Lorsqu’on se penche sur la généalogie du héros, on est frappé par violence qui caractérise son histoire familiale. Héraclès est le descendant d’une lignée de femmes brutalisées par le désir masculin, en particulier celui de l’infatigable Zeus, insatiable coureur de jupons. Dans cette lignée on retrouve par exemple la belle Io, que Zeus transforme en génisse,
ou encore les Danaïdes qui assassinent leurs jeunes époux le soir de leurs noces…

Avec comme leitmotive, la colère d’une femme, la déesse Hera, l’épouse de Jupiter sans cesse déshonorée et réclamant sans cesse vengeance.

Les évènements qui précèdent la naissance d’Héraclès sont d’une rare violence. La guerre emporte tous les hommes qui entourent sa mère, Alcmène, la belle aux fines chevilles. Celle-ci vient de perdre ses huit frères lors d’un massacre et doit épouser Amphitryon, qui n’est autre que le meurtrier de son père. En l’absence de son mari parti à la guerre elle reçoit la visite de Zeus. Celui-ci la désire depuis longtemps. Habitué à toutes les ruses et à toutes les métamorphoses, il va prendre l’apparence d’Amphitryon pour obtenir de la belle innocente une nuit d’amour. La ruse ne s’arrête pas là: Zeus a persuadé Hélios, dieu du soleil, de ne pas se lever pendant trois jours, si bien que cette nuit en vaudra trois, à l’insu d’Alcmène…

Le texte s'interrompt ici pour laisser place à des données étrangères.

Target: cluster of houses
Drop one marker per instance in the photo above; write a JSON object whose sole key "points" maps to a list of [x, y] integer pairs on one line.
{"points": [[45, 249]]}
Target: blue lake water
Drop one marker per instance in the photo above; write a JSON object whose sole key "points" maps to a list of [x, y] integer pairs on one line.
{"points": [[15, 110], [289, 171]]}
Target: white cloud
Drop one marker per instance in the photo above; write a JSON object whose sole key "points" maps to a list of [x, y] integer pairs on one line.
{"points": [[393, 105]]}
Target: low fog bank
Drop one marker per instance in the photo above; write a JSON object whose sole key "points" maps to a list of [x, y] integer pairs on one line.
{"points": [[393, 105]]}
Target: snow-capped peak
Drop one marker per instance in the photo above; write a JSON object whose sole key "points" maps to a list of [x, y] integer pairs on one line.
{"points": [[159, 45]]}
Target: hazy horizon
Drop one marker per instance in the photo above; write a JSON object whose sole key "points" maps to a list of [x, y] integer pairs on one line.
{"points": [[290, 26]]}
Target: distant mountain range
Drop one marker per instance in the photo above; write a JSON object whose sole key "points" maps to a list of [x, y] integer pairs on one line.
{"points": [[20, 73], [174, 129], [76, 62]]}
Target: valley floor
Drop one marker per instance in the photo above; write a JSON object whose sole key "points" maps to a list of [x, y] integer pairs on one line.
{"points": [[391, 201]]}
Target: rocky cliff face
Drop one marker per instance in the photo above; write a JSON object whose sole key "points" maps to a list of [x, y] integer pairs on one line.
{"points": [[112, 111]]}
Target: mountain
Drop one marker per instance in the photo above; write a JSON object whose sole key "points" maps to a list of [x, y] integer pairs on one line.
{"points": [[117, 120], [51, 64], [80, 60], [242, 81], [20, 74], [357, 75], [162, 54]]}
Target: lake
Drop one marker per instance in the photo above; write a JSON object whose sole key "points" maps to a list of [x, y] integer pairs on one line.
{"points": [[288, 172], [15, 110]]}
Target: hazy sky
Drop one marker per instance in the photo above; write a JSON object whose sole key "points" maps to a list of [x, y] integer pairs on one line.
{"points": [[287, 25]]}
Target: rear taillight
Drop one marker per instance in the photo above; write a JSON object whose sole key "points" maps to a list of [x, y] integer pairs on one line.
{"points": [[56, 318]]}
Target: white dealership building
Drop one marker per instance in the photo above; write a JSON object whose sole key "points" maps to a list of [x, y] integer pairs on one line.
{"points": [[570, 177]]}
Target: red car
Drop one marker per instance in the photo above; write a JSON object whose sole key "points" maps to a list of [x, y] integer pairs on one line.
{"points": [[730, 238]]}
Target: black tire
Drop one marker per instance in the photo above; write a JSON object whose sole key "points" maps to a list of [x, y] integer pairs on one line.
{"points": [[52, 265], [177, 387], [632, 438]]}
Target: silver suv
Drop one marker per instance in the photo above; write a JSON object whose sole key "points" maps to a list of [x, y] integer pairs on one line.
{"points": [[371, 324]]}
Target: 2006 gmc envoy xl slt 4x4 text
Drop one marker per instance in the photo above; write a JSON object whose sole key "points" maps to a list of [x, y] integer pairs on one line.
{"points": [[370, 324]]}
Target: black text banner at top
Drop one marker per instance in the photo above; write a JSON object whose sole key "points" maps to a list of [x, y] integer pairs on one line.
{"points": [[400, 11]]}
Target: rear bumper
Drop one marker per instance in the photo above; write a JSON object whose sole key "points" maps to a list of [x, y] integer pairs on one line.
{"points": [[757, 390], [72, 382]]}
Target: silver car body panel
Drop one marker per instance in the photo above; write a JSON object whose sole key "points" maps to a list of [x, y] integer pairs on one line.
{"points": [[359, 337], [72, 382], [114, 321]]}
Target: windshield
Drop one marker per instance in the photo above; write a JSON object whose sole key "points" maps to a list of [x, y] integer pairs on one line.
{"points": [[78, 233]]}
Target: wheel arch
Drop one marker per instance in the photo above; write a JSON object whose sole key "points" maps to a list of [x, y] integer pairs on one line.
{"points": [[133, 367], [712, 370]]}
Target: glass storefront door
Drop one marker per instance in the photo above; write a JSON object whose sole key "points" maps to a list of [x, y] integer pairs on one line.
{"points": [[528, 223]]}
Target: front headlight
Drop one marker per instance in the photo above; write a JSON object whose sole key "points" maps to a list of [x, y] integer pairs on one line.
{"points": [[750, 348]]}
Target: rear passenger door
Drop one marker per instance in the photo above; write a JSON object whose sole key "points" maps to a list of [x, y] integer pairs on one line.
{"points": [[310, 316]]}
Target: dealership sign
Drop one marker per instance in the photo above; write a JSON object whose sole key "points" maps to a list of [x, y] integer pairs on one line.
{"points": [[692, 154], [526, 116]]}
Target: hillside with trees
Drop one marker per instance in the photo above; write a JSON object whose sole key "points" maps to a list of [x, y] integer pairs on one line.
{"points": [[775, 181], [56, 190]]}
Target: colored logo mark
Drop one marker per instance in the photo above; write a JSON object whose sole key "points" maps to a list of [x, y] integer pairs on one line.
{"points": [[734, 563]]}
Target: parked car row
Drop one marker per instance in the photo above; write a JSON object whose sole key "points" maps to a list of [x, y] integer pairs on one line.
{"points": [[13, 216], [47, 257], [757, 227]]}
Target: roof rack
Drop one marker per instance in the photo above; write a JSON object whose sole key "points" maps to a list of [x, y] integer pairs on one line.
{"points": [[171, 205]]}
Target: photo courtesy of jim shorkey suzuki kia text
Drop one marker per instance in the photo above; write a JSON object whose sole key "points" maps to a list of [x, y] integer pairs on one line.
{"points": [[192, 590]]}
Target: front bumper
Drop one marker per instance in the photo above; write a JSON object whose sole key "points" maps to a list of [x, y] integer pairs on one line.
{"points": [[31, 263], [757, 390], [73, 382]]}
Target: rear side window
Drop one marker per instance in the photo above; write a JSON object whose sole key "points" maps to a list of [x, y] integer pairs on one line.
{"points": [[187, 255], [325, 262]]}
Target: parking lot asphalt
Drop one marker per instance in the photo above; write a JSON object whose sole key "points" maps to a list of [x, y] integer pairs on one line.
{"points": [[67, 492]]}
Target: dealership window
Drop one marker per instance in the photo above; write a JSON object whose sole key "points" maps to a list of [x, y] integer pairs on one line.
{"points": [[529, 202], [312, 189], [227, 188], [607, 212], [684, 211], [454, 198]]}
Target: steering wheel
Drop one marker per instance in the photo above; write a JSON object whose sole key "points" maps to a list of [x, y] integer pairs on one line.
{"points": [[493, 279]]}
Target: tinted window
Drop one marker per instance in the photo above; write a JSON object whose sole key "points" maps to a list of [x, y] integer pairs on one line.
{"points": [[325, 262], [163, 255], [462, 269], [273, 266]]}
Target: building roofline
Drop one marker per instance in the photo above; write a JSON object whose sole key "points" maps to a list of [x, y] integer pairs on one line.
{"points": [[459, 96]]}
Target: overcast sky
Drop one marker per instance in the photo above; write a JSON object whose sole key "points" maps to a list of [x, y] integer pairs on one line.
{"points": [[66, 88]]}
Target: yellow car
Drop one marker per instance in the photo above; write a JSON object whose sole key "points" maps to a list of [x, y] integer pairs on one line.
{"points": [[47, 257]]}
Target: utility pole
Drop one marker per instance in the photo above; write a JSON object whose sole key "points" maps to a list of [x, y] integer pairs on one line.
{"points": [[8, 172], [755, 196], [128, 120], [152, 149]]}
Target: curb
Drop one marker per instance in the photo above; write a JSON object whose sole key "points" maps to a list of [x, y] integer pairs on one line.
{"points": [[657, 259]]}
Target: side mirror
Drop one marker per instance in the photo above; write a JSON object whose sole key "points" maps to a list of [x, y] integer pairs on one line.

Lorsque vont naître les jumeaux, Iphiclès et Héraclès, il ne fait aucun doute aux yeux de la déesse Hera qu’Héraclès est le fils de la honte. Elle n’a qu’une idée en tête, provoquer sa mort et se venger une fois encore d’un mari menteur, infidèle et violeur. C’est pour cela qu’elle envoie deux serpents dans le berceau des nouveaux-nés. Mais on raconte qu’Héraclès s’en empara, un dans chaque main, et les étrangla.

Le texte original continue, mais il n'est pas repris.